The Akan knew that the rainy season produced small particles of gold in the river beds. Occasionally larger gold nuggets were mixed in with the gravel. The digging season lasted only about seventy-five days until torrential rains and flooding made mining too dangerous to continue. During March and April, whole families joined in the mining operation. Women and children panned for gold in puddles near the river's edge. Men dove into the river or climbed down shafts dug into the earth.

Mining was dangerous and arduous work which yielded small quantities of gold, according to today's standards. A fortunate worker might have mined a 1/2 gram of gold after a day's work – the weight of half of one M&M candy. Over the course of one digging season, a worker would gather about one ounce of gold-dust.

How did the Akan get the gold out of the ground?

Women panned for gold in puddles near streams where grains of gold were mixed in with the grains of sand. They used pans or bowls which had been stained black to make the shiny grains of gold more obvious. They followed these steps:

1. The panners collected earth or sand in the largest wooden pan and mixed it with water. They stirred or shook the mixture with a swirling motion, letting the heavy grains of gold and bits of dirt and sand sink to the bottom.

2. They poured off the water and picked out as much of the sand as possible. Then they added more water and repeated the entire stirring and pouring off process many times, using smaller and smaller bowls, until the water was pure.

3. When the panning was done, the women inspected the residue carefully, picking out the grains of gold with a feather and storing them in a quill or a snail shell.

It is said that a good panner could process up to five-hundred pounds of soil per day. In less than an hour, a very skilled panner working in a very ordinary puddle could extract enough gold dust to cover a fingernail.

While women panned, men searched for gold in deep shafts dug into the earth. This work was very dangerous because no attempt was made to shore up the shafts. Many miners lost their lives when heavy rains caused the shafts to collapse around them. The successful miner followed these steps:

1.The miners dug a narrow shaft deep into the ground with an iron hoe. The shaft was only about two feet in diameter – barely enough room for a man to turn around – and as much as thirty to sixty feet deep.

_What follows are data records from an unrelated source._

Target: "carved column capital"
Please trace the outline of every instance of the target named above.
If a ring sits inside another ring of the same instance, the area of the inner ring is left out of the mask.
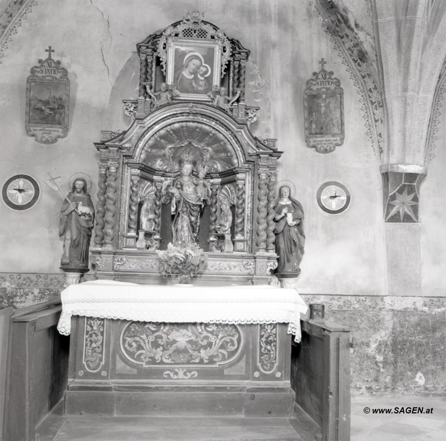
[[[413,164],[386,164],[380,169],[384,221],[418,223],[420,187],[427,173],[426,167]]]

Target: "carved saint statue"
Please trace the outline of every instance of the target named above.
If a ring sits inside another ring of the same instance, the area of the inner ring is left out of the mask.
[[[88,267],[88,248],[95,209],[87,192],[87,181],[78,178],[60,210],[59,235],[64,237],[61,266]]]
[[[173,195],[171,207],[175,216],[172,227],[173,242],[193,244],[196,242],[198,237],[200,215],[206,196],[201,192],[198,180],[192,175],[193,155],[188,152],[180,157],[182,161],[180,175],[168,188],[168,191]]]
[[[140,229],[153,231],[155,228],[155,195],[146,196],[140,216]]]
[[[299,273],[304,254],[304,211],[300,203],[290,196],[289,187],[279,189],[274,206],[276,252],[279,255],[278,273]]]

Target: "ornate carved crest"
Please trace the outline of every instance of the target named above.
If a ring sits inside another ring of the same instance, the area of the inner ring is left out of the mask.
[[[344,142],[344,91],[332,71],[314,72],[304,97],[305,141],[319,153],[330,153]]]
[[[60,61],[51,58],[51,46],[45,50],[48,58],[39,60],[26,79],[25,127],[37,142],[54,144],[68,131],[70,80]]]
[[[203,21],[204,13],[198,11],[188,12],[182,21],[176,26],[169,26],[163,32],[158,43],[158,55],[163,72],[165,74],[167,60],[168,39],[180,37],[203,40],[220,40],[222,44],[221,76],[231,57],[231,43],[224,33],[207,21]]]

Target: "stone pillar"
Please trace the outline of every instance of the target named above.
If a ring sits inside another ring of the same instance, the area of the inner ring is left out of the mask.
[[[143,83],[146,82],[147,72],[147,58],[145,51],[141,50],[140,52],[140,83],[139,97],[145,98],[147,94],[145,86]]]
[[[106,250],[113,250],[115,238],[115,225],[116,221],[116,192],[117,186],[116,180],[118,179],[118,163],[108,163],[108,173],[107,176],[107,190],[106,193],[107,202],[105,203],[105,227],[104,229],[104,245],[103,248]]]
[[[209,216],[210,224],[210,237],[209,242],[211,244],[210,250],[216,251],[215,245],[217,241],[217,212],[218,211],[218,192],[220,183],[213,182],[211,184],[211,213]]]
[[[390,295],[419,295],[421,290],[420,187],[421,166],[388,164],[380,167],[383,220]]]
[[[103,162],[99,162],[98,165],[99,166],[99,181],[98,182],[98,190],[96,194],[98,203],[96,204],[95,247],[100,248],[104,241],[104,227],[105,225],[104,216],[105,215],[105,202],[107,200],[105,192],[107,189],[106,182],[107,180],[107,172],[108,166]]]
[[[130,187],[130,201],[129,204],[128,233],[129,234],[136,235],[138,220],[138,190],[140,178],[139,175],[133,175],[131,179],[132,185]]]
[[[274,216],[276,212],[274,211],[274,202],[276,201],[276,181],[277,180],[277,172],[275,170],[269,172],[269,180],[268,181],[268,204],[267,206],[268,215],[266,218],[266,250],[270,254],[274,254],[276,252],[276,247],[274,241],[276,240],[276,235],[274,234],[274,228],[276,227],[276,223],[274,222]]]
[[[257,194],[257,229],[256,231],[256,245],[258,254],[266,253],[266,209],[268,193],[268,171],[261,168],[258,170],[258,191]]]

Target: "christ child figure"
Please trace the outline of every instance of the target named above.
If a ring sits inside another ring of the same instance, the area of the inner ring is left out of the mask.
[[[237,90],[236,95],[232,98],[226,95],[226,88],[225,87],[220,87],[215,92],[213,100],[214,105],[230,113],[232,103],[240,96],[240,91]]]

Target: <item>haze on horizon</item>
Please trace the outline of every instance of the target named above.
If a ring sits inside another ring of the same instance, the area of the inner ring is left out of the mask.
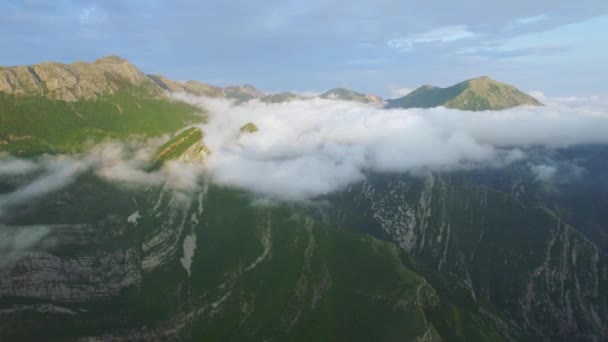
[[[144,72],[265,91],[396,97],[479,75],[608,95],[608,2],[40,1],[0,4],[0,65],[116,54]]]

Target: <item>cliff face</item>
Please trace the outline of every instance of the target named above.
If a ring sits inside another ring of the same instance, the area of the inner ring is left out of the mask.
[[[475,306],[445,307],[395,245],[251,200],[204,180],[176,191],[85,177],[17,210],[12,229],[53,229],[0,265],[0,338],[440,341],[446,322],[471,340],[518,336]],[[54,224],[66,217],[79,223]]]
[[[151,86],[137,67],[116,56],[92,63],[61,64],[45,62],[0,69],[0,91],[13,95],[43,95],[73,102],[113,94],[124,85]],[[152,87],[158,93],[158,89]]]
[[[550,210],[432,174],[378,176],[346,196],[367,229],[532,336],[608,336],[608,257]]]

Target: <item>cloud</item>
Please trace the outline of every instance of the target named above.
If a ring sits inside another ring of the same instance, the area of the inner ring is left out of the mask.
[[[394,49],[409,51],[412,50],[416,44],[420,43],[446,43],[475,37],[476,35],[477,34],[471,32],[466,25],[444,26],[402,38],[391,39],[386,45]]]
[[[0,225],[0,267],[5,266],[19,259],[23,253],[35,247],[49,247],[52,241],[48,241],[46,246],[38,246],[40,242],[51,233],[49,226],[4,226]],[[36,248],[40,249],[40,248]]]
[[[545,164],[530,165],[530,170],[532,171],[534,178],[540,182],[548,182],[552,180],[557,173],[557,167]]]
[[[511,21],[511,24],[509,24],[505,29],[513,30],[516,28],[521,28],[522,26],[542,23],[547,20],[549,20],[549,16],[547,14],[538,14],[538,15],[532,15],[532,16],[528,16],[528,17],[520,17],[520,18],[513,19]]]
[[[289,200],[341,189],[368,172],[497,166],[521,160],[532,147],[608,143],[608,106],[600,99],[463,112],[323,99],[235,106],[180,98],[211,113],[202,128],[213,181]],[[241,134],[247,122],[259,131]]]
[[[12,182],[14,190],[0,193],[0,222],[13,207],[30,205],[59,191],[79,176],[90,173],[101,179],[124,186],[164,185],[176,191],[190,191],[198,186],[204,170],[177,160],[168,161],[151,171],[151,160],[160,144],[168,137],[127,143],[106,142],[89,151],[71,156],[41,156],[23,160],[0,156],[0,180]],[[28,177],[15,177],[24,172],[36,172]]]

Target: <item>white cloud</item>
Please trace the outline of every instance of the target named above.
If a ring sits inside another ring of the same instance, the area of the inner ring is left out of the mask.
[[[430,31],[416,33],[406,37],[391,39],[386,44],[394,49],[409,51],[419,43],[445,43],[475,37],[476,35],[477,34],[470,31],[466,25],[453,25],[439,27]]]
[[[529,17],[521,17],[514,19],[511,23],[506,27],[507,30],[512,30],[516,28],[520,28],[522,26],[528,26],[532,24],[541,23],[547,21],[549,16],[546,14],[533,15]]]
[[[93,173],[108,182],[127,186],[163,184],[177,191],[195,189],[198,177],[204,172],[200,165],[169,161],[160,169],[150,171],[152,157],[163,141],[106,142],[82,154],[46,155],[32,160],[0,156],[0,177],[16,176],[16,171],[21,170],[37,171],[32,179],[17,183],[12,192],[0,194],[0,219],[10,208],[28,205],[59,191],[84,173]]]
[[[280,199],[326,194],[367,171],[504,165],[522,159],[532,146],[608,143],[608,106],[600,100],[463,112],[385,110],[323,99],[241,106],[182,99],[211,113],[203,129],[212,179]],[[259,131],[240,134],[250,121]]]

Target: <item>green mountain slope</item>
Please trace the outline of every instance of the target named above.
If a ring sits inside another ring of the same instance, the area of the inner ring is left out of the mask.
[[[389,100],[387,108],[432,108],[444,106],[460,110],[501,110],[516,106],[542,106],[535,98],[515,87],[479,77],[448,88],[422,86],[410,94]]]
[[[246,194],[204,182],[179,193],[84,177],[24,209],[13,227],[61,229],[48,237],[56,243],[39,244],[49,248],[0,268],[3,340],[518,334],[466,294],[435,291],[394,245],[324,224],[306,207],[252,206]]]
[[[319,95],[322,99],[329,100],[342,100],[342,101],[354,101],[369,104],[380,104],[382,99],[375,95],[358,93],[356,91],[346,88],[334,88],[330,89],[323,94]]]
[[[299,98],[300,97],[296,94],[293,94],[290,92],[284,92],[284,93],[266,95],[266,96],[260,98],[260,101],[266,102],[266,103],[283,103],[283,102],[297,100]]]
[[[89,142],[150,137],[204,120],[171,100],[134,65],[111,56],[93,63],[41,63],[0,70],[0,150],[79,151]]]

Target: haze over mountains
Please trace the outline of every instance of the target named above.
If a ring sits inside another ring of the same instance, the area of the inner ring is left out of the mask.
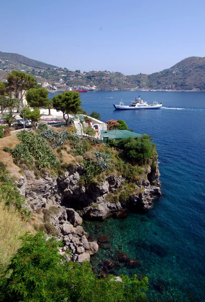
[[[103,90],[159,89],[205,90],[205,57],[190,57],[169,68],[151,74],[124,76],[120,72],[72,71],[16,54],[0,51],[0,80],[12,70],[24,71],[49,89],[96,86]]]

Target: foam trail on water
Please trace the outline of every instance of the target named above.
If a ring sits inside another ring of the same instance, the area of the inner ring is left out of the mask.
[[[162,109],[172,109],[174,110],[193,110],[195,111],[204,111],[205,109],[201,109],[200,108],[178,108],[176,107],[162,107]]]

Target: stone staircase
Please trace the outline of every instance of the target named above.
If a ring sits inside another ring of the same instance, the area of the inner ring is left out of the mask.
[[[74,125],[76,128],[78,135],[83,135],[83,126],[80,122],[74,121]]]

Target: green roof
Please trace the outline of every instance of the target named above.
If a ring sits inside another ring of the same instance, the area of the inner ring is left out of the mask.
[[[84,114],[76,114],[76,115],[77,115],[78,116],[79,116],[79,118],[83,120],[84,120],[85,117],[87,116],[88,117],[88,118],[93,122],[93,124],[103,124],[103,123],[105,124],[105,123],[104,122],[102,122],[102,121],[100,121],[99,120],[97,120],[96,118],[91,117],[91,116],[89,116],[89,115],[85,115]]]
[[[135,133],[135,132],[128,130],[107,130],[105,131],[101,131],[100,134],[100,138],[103,138],[104,136],[108,136],[110,139],[113,138],[114,139],[120,139],[121,138],[126,138],[129,136],[132,136],[137,138],[140,137],[143,134],[140,133]]]

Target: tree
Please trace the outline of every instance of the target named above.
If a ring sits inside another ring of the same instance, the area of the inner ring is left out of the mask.
[[[62,112],[66,125],[69,120],[69,114],[76,114],[81,105],[80,94],[74,91],[64,91],[62,94],[54,96],[53,98],[53,108]]]
[[[52,99],[49,99],[48,102],[48,115],[51,115],[50,109],[53,108],[53,100]]]
[[[25,96],[28,105],[33,108],[48,107],[48,91],[45,88],[31,88]]]
[[[2,96],[0,95],[0,106],[1,106],[1,111],[2,112],[2,114],[3,113],[3,110],[4,110],[4,103],[5,102],[4,99],[5,97],[4,96]]]
[[[152,138],[147,134],[143,134],[137,139],[131,136],[120,139],[117,148],[121,150],[121,154],[132,162],[143,162],[146,159],[153,156],[155,144],[151,142]]]
[[[126,130],[127,129],[127,125],[124,121],[118,120],[117,122],[119,123],[119,125],[117,126],[117,129],[119,130]]]
[[[88,262],[66,263],[54,238],[27,233],[12,257],[1,283],[2,302],[137,302],[147,301],[148,278],[98,278]]]
[[[23,99],[26,90],[37,85],[34,77],[17,70],[13,70],[11,73],[8,73],[7,80],[8,82],[7,89],[10,93],[13,92],[15,97],[19,100]],[[22,93],[21,96],[20,93]]]
[[[5,97],[2,100],[2,104],[4,109],[8,108],[12,114],[14,108],[18,108],[19,106],[20,101],[18,99]]]
[[[6,84],[2,81],[0,81],[0,95],[4,96],[5,95],[6,91]]]
[[[106,122],[107,124],[107,129],[108,130],[113,130],[116,129],[119,125],[119,123],[115,121],[114,120],[109,120]]]
[[[12,124],[17,121],[15,117],[13,116],[12,113],[6,113],[3,116],[3,119],[4,121],[9,125],[9,127],[11,127]]]
[[[90,115],[90,116],[93,117],[93,118],[96,118],[96,119],[100,120],[101,117],[100,113],[98,112],[96,112],[96,111],[93,111]]]
[[[30,121],[33,126],[36,129],[35,123],[40,120],[41,114],[39,108],[34,108],[32,111],[30,108],[27,107],[22,109],[20,112],[20,116],[22,118],[27,118]]]

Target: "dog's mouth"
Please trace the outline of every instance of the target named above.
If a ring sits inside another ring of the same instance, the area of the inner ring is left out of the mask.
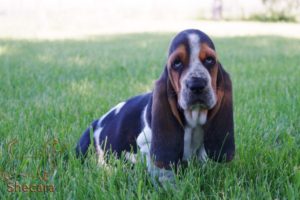
[[[187,100],[188,110],[209,110],[215,105],[214,98],[210,95],[190,96]]]

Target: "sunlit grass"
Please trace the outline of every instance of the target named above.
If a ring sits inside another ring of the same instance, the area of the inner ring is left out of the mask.
[[[214,38],[233,80],[233,162],[193,162],[164,191],[141,163],[112,160],[109,170],[94,155],[75,159],[93,119],[151,90],[172,36],[0,40],[0,199],[299,199],[300,40]],[[9,192],[16,182],[55,192]]]

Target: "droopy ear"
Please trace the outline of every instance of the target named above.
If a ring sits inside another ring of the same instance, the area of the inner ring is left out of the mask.
[[[150,154],[159,168],[177,164],[183,154],[183,127],[168,71],[156,81],[152,99],[152,141]],[[175,112],[175,113],[174,113]]]
[[[215,161],[230,161],[234,157],[234,123],[232,86],[229,75],[218,64],[217,104],[208,113],[204,126],[204,146],[208,156]]]

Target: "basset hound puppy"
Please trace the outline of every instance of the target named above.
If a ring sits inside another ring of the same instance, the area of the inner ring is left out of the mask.
[[[230,161],[234,157],[232,87],[212,40],[188,29],[172,40],[168,59],[151,93],[119,103],[81,136],[77,155],[86,155],[93,132],[99,162],[105,152],[136,161],[146,156],[150,174],[162,182],[171,166],[196,157]]]

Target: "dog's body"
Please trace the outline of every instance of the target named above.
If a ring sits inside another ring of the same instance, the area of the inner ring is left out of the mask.
[[[182,31],[171,42],[153,92],[119,103],[94,121],[77,154],[86,154],[92,130],[100,163],[107,150],[124,152],[132,162],[140,151],[160,180],[171,176],[171,164],[193,155],[230,161],[235,152],[231,90],[211,39],[198,30]]]

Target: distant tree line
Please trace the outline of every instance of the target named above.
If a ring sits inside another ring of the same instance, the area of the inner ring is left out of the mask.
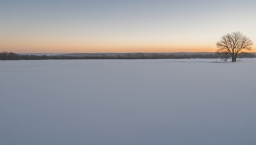
[[[237,55],[239,58],[254,58],[255,53],[242,53]],[[60,60],[60,59],[228,59],[225,53],[189,53],[186,54],[163,54],[127,53],[116,56],[102,55],[99,56],[65,56],[65,55],[20,55],[13,52],[0,52],[0,60]]]

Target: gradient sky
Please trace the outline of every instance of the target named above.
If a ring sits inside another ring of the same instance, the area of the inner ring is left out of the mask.
[[[0,51],[214,52],[235,31],[256,43],[255,16],[255,0],[1,0]]]

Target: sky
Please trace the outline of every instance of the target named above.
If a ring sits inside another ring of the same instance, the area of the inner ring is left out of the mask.
[[[215,52],[227,33],[256,42],[255,8],[255,0],[0,0],[0,51]]]

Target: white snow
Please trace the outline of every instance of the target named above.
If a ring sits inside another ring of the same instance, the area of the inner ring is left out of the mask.
[[[256,144],[256,59],[220,62],[0,61],[0,144]]]

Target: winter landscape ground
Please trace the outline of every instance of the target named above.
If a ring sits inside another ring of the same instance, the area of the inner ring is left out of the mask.
[[[0,144],[255,145],[255,66],[0,61]]]

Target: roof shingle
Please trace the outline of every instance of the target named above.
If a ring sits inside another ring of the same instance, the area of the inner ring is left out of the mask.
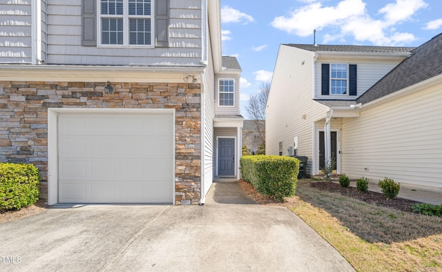
[[[442,74],[442,33],[416,48],[412,55],[359,97],[370,102]]]

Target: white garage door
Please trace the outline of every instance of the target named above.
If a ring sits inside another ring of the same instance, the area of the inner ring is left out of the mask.
[[[174,198],[170,111],[61,113],[59,203],[167,203]]]

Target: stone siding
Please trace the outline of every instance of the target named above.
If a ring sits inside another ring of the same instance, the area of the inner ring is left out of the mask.
[[[0,162],[35,165],[47,199],[48,108],[175,109],[175,204],[200,199],[200,84],[0,82]]]

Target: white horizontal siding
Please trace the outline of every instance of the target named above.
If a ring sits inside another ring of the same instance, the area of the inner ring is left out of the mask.
[[[233,106],[220,106],[219,91],[220,79],[235,80],[235,101]],[[218,75],[215,78],[215,115],[233,115],[240,114],[240,79],[238,74]]]
[[[28,1],[0,3],[0,63],[32,61],[31,21]]]
[[[201,1],[171,0],[169,47],[82,46],[81,1],[48,4],[48,64],[95,65],[199,65],[202,57]]]
[[[210,50],[210,49],[209,49]],[[206,72],[202,79],[204,86],[204,189],[202,192],[205,195],[213,182],[215,175],[215,135],[213,130],[213,117],[215,115],[213,107],[213,80],[214,80],[213,64],[211,59],[209,59],[209,64],[207,66]]]
[[[357,96],[344,95],[321,95],[321,67],[323,64],[347,64],[357,65]],[[367,90],[372,87],[375,83],[381,79],[383,76],[387,75],[388,72],[396,67],[400,61],[387,61],[387,60],[356,60],[350,62],[343,61],[321,61],[316,62],[315,65],[316,77],[315,84],[316,86],[315,90],[315,97],[322,99],[348,99],[353,100],[364,93]]]
[[[344,119],[343,171],[442,188],[441,99],[439,84]]]
[[[312,173],[313,124],[325,118],[327,106],[312,100],[314,57],[311,52],[280,46],[266,110],[266,153],[282,155],[298,137],[298,155],[309,157]]]

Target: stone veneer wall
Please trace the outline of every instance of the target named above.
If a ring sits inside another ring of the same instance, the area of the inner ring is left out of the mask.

The miners cut toeholds into the side of the shaft so that they could climb in and out.

2. They squatted down at the bottom of the shaft and used the hoe to scrape earth into a calabash (bowl). A miner was often up to his waist in water that had collected in the bottom of the shaft.

3. The workers at the top of the shaft hauled up the full calabash and dumped the earth out onto the ground. The earth was allowed to dry out in the sun so that it could be crushed into a powder, washed, and inspected for gold-dust.